How? Are you thinking of adversarial AI reviewers, runtime tests (also by AI), or something else?

Guess I just don't see how you can take the human out of the loop and replace them with non-deterministic AIs and informal prompts / specs.

gilfaethwy|2 days ago

Humans are also non-deterministic, though. Why does replacing one non-deterministic actor with another matter here?

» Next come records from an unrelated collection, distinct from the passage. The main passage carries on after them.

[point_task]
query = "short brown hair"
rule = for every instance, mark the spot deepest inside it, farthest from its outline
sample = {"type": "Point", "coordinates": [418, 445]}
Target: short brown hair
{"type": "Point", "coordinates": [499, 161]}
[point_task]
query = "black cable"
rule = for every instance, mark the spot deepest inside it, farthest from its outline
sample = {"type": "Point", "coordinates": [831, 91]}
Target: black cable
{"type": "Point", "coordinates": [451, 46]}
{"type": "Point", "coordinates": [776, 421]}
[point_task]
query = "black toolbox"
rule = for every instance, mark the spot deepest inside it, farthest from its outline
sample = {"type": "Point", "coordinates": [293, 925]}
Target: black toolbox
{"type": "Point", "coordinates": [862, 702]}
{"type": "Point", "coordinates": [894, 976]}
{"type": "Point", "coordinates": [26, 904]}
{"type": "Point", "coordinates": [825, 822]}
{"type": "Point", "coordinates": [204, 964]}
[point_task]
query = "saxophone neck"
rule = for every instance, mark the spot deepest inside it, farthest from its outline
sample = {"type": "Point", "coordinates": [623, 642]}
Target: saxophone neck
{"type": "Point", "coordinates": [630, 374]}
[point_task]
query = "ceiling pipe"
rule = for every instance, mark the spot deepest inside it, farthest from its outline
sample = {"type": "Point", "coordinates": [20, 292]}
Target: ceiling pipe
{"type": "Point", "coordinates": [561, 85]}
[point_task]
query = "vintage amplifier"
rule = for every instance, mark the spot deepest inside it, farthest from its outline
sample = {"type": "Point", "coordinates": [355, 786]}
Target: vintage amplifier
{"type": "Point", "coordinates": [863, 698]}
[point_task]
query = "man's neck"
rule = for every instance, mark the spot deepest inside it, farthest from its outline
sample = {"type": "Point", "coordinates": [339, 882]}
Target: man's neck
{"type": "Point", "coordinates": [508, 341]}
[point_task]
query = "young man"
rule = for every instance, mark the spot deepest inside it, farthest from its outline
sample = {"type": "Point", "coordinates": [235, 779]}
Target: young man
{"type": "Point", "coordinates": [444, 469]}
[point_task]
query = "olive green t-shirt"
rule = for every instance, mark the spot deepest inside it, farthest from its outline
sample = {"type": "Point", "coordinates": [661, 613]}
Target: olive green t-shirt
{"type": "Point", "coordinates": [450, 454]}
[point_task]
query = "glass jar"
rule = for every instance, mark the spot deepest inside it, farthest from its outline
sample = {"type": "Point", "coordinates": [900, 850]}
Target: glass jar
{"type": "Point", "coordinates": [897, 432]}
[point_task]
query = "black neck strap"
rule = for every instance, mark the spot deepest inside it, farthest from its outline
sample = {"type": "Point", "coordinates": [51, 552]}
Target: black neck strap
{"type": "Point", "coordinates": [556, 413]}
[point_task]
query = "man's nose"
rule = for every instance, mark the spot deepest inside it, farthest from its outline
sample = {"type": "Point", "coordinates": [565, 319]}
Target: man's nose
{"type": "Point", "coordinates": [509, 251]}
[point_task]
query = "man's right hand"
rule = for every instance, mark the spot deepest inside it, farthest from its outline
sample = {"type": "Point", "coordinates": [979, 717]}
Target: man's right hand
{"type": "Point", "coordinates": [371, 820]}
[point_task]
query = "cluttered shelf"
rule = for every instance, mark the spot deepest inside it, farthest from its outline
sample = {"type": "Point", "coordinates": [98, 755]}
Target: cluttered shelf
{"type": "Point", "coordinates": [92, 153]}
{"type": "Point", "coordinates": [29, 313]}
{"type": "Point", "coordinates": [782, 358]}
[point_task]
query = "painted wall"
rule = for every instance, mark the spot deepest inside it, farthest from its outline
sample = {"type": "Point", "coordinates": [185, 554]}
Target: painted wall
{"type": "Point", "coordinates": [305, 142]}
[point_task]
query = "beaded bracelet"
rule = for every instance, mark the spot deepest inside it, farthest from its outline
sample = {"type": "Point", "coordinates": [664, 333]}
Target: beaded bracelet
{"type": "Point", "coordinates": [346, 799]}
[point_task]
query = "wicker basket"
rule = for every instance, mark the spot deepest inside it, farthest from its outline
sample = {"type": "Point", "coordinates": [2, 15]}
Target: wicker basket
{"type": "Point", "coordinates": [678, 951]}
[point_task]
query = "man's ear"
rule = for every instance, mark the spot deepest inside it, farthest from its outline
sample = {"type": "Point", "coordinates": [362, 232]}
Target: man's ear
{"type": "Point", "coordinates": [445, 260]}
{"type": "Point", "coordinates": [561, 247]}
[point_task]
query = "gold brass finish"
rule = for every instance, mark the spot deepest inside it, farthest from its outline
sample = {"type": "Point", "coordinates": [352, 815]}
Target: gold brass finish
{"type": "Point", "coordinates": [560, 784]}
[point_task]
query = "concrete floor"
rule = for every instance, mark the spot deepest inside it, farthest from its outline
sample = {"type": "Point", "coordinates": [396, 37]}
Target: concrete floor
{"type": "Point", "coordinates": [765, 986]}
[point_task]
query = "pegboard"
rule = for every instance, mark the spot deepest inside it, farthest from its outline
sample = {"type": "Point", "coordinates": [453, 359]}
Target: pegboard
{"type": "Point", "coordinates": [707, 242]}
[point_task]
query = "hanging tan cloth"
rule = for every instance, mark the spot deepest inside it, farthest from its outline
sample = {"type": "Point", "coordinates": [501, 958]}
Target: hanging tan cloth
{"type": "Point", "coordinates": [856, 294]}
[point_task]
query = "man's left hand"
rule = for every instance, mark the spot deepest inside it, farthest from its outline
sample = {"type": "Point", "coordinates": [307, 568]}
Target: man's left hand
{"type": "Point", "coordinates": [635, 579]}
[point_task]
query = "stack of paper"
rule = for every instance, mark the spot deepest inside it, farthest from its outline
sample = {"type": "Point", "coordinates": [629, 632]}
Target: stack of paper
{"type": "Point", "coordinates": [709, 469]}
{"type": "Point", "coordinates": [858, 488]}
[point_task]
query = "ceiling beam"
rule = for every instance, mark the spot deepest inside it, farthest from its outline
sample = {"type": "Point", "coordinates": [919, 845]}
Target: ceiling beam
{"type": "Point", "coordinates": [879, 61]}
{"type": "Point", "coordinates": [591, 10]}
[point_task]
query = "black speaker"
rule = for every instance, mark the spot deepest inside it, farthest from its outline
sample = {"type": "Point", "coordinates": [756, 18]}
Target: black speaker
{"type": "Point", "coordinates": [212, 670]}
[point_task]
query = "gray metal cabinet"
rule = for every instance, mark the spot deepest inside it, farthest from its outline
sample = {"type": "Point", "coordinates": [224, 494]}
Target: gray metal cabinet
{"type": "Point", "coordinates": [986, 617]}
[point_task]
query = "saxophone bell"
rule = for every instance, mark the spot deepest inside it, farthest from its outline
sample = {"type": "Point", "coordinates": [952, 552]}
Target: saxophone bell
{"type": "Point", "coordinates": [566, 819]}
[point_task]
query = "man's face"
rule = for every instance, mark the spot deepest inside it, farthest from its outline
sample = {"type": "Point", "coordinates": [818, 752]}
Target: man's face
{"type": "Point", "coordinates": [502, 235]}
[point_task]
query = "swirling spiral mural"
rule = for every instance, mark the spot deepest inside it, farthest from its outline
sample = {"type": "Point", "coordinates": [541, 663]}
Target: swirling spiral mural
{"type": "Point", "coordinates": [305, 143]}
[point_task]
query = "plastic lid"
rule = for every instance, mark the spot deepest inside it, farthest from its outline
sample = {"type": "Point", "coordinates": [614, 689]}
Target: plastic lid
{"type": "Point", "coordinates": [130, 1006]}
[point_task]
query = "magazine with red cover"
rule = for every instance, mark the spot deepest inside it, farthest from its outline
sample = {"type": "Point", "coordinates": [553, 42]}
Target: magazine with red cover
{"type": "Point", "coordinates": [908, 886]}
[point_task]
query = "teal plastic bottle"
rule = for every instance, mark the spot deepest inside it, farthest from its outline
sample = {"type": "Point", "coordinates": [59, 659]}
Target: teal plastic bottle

I'm not particularly swayed by arguments of consciousness, whether AI is currently capable of "thinking", etc. Those may matter right now... but how long will they continue to matter for the vast majority of use cases?

Generally speaking, my feeling is that most code doesn't need to be carefully-crafted. We have error budgets for a reason, and AI is just shifting how we allocate them. It's only in certain roles where small mistakes can end your company - think hedge funds, aerospace, etc. - where there's safety in the non-determinism argument. And I say this as someone who is not in one of those roles. I don't think my job is safe for more than a couple of years at this point.

ytoawwhra92|2 days ago

> adversarial AI reviewers, runtime tests (also by AI), or something else?

And spec management, change previews, feedback capture at runtime, skill libraries, project scaffolding, task scoping analysis, etc.

Right now this stuff is all rudimentary, DIY, or non-existent. As the more effective ways to use LLMs becomes clearer I expect we'll see far more polished, tightly-integrated tooling built to use LLMs in those ways.